Tuesday, February 24, 2015

They Who Do Not Grieve

Molly Erlanger
EN 385D
Dr. Ellis
24 February 2015
They Who Do Not Grieve
            In Sia Figiel’s novel They Who Do Not Grieve, the reader is given multiple accounts of women who originate from islands in Southeast Asia. The character Malu is given many different types of role models, from her grandmother to her aunts to her mother who committed suicide. Her grandmother raised her children without a man beside her, but in many ways is still very traditional. Her Aunt Ela, on the other hand, leaves the island to go to dentist school in America. Throughout Malu’s story, and in other stories in the book as well, there is a lot of comparison between these less developed island nations and more advanced countries such as America and New Zealand. It is interesting to note that both these nations have idealized versions in their heads of what the other is like. In this way, perhaps, the imagination could be considered not to be completely trustworthy in aiding a person in travel. A person’s traditions and way of life can cloud their judgment and perception of others and the way they lead their own lives.
            This point seems to be exemplified in Malu’s Aunt Ela. She goes to America hoping to make something of herself, to chase the American dream and go back to her home a more respectable woman. However, she finds that the reality of America does not necessarily match up to the perception she had of it in her head. At one point she says to Martin, “Forget about the books and the movies, Martin. I’ve read a bit. Seen a bit. And I can only say I wish I grew up on those islands where everyone is problem free and where the Sun always rises to a picnic. It’s like me coming to this country thinking everyone was either a cowboy, a murderer or a millionaire…It’s all about dreams, isn’t it?” (Figiel 125). For Ela, and for Martin as well, they could not travel to each other’s home countries in their minds because they did not have the full picture of the place. Martin only knew of the happiness of living in a tropical place, but not the poverty or the lack of education for women, or lack of opportunity. This is very much like Marco Polo describing the cities of the empire in Calvino’s Invisible Cities. He needed to include both the positive and negative aspects of the empire in order to transport the Khan there imaginatively, and allow his mind to grow.
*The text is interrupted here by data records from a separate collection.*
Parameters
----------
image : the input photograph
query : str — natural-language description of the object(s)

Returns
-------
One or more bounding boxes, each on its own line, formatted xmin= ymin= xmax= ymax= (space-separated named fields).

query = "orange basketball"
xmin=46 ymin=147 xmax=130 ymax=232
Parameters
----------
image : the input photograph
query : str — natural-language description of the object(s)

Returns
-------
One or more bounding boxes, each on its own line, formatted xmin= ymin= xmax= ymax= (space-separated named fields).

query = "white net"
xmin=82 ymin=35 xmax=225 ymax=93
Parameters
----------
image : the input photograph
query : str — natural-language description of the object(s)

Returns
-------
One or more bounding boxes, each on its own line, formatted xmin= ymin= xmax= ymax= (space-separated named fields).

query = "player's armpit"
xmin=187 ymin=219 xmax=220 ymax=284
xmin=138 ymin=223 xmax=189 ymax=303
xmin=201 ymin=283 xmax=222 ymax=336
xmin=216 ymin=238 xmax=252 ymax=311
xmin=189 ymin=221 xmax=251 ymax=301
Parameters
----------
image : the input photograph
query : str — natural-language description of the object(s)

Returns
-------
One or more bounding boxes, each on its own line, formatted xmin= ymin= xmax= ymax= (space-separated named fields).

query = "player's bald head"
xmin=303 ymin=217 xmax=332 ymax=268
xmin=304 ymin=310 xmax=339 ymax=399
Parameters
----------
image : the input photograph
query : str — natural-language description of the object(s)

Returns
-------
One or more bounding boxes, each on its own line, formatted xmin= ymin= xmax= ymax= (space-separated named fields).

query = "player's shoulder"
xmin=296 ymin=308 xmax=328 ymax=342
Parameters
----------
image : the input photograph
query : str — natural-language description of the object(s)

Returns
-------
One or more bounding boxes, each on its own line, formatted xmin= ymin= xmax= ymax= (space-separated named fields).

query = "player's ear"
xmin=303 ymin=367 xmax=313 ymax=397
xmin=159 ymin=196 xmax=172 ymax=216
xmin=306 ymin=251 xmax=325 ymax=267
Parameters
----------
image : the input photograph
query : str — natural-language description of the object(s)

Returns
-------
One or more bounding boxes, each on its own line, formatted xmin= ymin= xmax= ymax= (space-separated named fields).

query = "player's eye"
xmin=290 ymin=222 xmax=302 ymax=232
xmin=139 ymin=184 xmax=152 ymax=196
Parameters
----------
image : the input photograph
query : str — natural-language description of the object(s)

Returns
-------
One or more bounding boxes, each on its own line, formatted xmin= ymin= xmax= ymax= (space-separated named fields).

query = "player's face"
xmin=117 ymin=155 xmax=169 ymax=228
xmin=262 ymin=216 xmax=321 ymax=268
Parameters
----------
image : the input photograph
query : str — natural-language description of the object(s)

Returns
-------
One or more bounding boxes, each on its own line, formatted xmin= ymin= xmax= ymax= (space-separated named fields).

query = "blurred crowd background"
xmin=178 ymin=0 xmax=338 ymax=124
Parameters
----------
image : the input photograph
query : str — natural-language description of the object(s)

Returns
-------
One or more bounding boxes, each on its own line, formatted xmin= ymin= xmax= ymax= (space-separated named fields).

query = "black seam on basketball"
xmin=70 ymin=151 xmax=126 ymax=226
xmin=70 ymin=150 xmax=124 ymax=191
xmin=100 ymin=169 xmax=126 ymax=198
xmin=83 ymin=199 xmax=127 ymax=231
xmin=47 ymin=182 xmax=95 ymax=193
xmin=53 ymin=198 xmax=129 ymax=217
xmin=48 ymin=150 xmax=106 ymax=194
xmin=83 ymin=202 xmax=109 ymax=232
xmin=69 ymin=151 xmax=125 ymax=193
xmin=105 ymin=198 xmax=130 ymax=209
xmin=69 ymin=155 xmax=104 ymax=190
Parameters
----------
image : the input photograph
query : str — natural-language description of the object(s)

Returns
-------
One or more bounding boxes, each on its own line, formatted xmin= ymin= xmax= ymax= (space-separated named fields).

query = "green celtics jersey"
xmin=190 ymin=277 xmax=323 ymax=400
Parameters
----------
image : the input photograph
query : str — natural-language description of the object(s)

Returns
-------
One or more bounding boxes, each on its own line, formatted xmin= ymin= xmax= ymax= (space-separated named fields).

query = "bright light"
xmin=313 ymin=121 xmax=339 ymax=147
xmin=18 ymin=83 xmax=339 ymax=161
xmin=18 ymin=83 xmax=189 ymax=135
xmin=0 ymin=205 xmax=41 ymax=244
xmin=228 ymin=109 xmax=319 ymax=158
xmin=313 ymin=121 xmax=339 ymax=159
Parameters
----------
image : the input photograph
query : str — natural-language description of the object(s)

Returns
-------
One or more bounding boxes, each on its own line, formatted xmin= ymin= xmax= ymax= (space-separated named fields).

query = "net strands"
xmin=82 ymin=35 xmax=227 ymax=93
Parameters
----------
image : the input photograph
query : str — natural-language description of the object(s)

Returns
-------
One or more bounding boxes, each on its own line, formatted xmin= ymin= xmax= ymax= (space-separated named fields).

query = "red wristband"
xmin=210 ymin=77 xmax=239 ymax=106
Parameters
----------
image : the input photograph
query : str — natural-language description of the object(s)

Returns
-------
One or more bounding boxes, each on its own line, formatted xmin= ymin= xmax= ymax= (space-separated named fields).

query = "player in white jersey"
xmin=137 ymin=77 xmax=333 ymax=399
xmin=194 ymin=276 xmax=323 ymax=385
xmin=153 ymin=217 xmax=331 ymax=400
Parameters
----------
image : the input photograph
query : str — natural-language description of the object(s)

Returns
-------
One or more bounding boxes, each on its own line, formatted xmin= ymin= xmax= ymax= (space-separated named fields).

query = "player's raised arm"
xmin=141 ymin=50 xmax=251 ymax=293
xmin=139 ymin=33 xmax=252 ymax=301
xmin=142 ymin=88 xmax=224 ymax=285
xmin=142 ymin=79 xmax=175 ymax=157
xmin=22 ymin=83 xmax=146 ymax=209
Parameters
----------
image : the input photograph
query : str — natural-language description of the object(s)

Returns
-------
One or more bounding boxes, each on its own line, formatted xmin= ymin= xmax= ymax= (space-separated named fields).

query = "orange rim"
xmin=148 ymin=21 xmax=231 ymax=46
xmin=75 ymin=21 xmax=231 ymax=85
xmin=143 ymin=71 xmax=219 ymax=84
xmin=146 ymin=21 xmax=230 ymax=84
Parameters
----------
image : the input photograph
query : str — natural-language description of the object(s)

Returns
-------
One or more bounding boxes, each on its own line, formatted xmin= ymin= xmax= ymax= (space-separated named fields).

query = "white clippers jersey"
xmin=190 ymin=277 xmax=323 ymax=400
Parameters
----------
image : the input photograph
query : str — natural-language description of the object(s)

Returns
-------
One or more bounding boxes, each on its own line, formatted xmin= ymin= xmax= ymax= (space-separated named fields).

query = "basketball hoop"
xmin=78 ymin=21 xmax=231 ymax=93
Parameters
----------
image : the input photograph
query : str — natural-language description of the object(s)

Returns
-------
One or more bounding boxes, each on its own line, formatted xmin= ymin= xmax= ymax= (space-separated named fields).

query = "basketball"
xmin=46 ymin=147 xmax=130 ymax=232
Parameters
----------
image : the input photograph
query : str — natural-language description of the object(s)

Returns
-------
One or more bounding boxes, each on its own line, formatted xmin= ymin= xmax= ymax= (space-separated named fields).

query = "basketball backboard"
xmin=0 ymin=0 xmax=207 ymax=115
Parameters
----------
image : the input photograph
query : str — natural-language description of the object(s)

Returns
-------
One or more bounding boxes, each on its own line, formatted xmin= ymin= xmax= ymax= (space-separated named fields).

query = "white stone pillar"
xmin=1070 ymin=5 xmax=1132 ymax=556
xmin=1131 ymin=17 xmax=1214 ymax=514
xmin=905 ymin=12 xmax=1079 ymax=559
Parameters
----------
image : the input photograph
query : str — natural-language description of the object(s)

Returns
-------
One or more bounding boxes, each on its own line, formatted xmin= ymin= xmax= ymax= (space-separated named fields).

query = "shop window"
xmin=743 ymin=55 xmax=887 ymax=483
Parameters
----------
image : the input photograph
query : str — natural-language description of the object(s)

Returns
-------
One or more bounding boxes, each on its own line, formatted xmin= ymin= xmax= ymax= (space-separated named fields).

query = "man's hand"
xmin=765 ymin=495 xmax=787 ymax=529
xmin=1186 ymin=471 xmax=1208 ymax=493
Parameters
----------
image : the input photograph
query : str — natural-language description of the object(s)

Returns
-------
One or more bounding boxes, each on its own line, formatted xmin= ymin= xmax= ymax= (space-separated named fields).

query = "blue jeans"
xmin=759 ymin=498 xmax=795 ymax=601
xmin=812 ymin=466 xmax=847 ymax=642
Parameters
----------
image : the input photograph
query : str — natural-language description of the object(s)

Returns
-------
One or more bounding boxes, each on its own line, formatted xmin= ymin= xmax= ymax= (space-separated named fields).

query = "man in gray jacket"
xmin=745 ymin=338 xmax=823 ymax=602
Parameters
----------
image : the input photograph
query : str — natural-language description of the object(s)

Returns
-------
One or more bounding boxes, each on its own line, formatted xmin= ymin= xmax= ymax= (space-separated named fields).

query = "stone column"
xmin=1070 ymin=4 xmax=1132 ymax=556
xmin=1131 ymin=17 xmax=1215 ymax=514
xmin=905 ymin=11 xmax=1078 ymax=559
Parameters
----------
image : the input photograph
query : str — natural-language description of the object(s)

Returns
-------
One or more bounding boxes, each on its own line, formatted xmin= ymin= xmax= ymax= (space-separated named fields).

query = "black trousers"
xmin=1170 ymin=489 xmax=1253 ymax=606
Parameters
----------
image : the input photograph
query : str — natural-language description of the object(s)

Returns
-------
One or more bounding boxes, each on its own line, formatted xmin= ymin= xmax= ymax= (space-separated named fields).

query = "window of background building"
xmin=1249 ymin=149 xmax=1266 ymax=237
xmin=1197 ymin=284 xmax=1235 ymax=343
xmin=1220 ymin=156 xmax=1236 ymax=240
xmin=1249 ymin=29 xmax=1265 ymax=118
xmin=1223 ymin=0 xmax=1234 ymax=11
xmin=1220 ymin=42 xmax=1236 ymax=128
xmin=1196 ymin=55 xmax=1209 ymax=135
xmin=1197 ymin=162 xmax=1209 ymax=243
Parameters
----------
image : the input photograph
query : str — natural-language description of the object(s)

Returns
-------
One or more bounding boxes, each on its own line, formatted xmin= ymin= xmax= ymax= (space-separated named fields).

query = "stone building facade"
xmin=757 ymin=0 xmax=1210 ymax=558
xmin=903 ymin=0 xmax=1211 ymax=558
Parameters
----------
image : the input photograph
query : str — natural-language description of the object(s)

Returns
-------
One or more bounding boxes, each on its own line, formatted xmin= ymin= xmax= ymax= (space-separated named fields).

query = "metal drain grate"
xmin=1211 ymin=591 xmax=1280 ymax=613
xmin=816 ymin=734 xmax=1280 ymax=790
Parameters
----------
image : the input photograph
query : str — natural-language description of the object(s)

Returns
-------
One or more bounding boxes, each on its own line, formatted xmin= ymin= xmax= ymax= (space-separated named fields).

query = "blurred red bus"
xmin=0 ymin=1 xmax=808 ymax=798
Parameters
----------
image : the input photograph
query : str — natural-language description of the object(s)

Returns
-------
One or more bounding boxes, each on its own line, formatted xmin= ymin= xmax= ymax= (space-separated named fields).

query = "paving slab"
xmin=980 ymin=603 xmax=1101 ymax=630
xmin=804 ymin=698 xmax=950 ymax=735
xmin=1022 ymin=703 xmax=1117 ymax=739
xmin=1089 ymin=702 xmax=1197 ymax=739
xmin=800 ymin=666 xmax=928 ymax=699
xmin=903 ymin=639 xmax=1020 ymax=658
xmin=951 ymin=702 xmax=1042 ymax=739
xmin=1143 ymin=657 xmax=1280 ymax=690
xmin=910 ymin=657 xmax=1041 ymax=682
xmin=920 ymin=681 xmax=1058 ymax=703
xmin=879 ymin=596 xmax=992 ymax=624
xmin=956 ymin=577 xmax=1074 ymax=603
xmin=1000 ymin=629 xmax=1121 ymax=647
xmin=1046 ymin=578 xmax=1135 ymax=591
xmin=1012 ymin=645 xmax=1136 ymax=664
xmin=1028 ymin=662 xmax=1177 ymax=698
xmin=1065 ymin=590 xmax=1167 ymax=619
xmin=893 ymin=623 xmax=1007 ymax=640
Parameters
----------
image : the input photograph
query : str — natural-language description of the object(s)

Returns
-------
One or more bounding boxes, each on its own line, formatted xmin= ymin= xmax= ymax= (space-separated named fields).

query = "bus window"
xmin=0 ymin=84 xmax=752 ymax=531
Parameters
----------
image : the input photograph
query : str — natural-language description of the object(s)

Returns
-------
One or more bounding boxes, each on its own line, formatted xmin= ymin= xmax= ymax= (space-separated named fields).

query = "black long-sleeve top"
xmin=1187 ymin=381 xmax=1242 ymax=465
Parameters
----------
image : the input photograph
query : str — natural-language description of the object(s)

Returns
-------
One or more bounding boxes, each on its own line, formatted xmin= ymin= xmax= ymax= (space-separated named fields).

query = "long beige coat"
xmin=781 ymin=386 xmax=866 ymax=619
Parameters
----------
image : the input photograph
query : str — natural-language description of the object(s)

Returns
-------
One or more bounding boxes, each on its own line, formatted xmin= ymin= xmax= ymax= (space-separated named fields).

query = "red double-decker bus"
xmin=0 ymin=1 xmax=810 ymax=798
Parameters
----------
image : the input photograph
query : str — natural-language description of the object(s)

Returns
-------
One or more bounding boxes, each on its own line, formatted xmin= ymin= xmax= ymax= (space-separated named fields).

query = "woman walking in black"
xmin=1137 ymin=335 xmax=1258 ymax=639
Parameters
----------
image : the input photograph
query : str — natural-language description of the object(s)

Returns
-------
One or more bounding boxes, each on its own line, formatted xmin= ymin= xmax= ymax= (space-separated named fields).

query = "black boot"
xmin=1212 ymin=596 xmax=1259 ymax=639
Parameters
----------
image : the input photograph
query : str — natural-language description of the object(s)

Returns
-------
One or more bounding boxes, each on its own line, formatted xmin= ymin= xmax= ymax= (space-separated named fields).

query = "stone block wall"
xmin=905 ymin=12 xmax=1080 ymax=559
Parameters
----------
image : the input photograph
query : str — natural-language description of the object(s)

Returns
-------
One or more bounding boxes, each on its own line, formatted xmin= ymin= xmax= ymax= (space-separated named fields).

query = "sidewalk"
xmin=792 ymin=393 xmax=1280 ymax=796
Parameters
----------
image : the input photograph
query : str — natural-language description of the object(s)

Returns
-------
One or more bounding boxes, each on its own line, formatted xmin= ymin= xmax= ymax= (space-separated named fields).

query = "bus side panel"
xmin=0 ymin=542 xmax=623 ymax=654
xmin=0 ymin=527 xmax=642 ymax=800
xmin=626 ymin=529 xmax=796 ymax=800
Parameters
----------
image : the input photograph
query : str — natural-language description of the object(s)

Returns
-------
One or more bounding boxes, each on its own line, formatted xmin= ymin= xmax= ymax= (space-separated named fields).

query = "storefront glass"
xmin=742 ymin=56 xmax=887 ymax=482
            Many people have this experience when thinking about places outside of their home, outside of what is familiar to them. Before I left for Newcastle, all I could imagine about living in a British city was what I had seen in movies and heard from a friend who grew up in London. I had a picture in my head of Newcastle, but it was an ideal version. It was really a picture of London, because that’s all I knew about England. The reality of Newcastle was a little less fabulous than London; the culture there was pretty much centered on partying, the city itself was a lot smaller than London, and the people there were a lot more rough and rugged than I expected. At first, this made it a lot harder to adjust to living there. For a little while, I clung to the idea I had in my head of what England would be like before I arrived. It was only after I let go of that idealized version and started appreciating the city for what it was that I truly started getting anything out of my experience. It was more important to embrace the positive and negative aspects of the place, so that I might let my mind grow and learn. Even though I was there physically, I was closing myself to any inward travel and growth by clinging to an image of a place that did not really exist. Every town, city, and country in the world has an ugly side that we may not always consider. However, it is both the positive and negatives that shapes the people and the place, and it is incredibly important to learn from both. A place may not always be all that you hoped it would be, but it will surprise you in different ways. The imagination can only be trusted to allow a person to travel if they can open their minds to possibility that this place that they do not come from has just as many issues as the place they call home. The good and the bad come together to create the heart and soul of a place.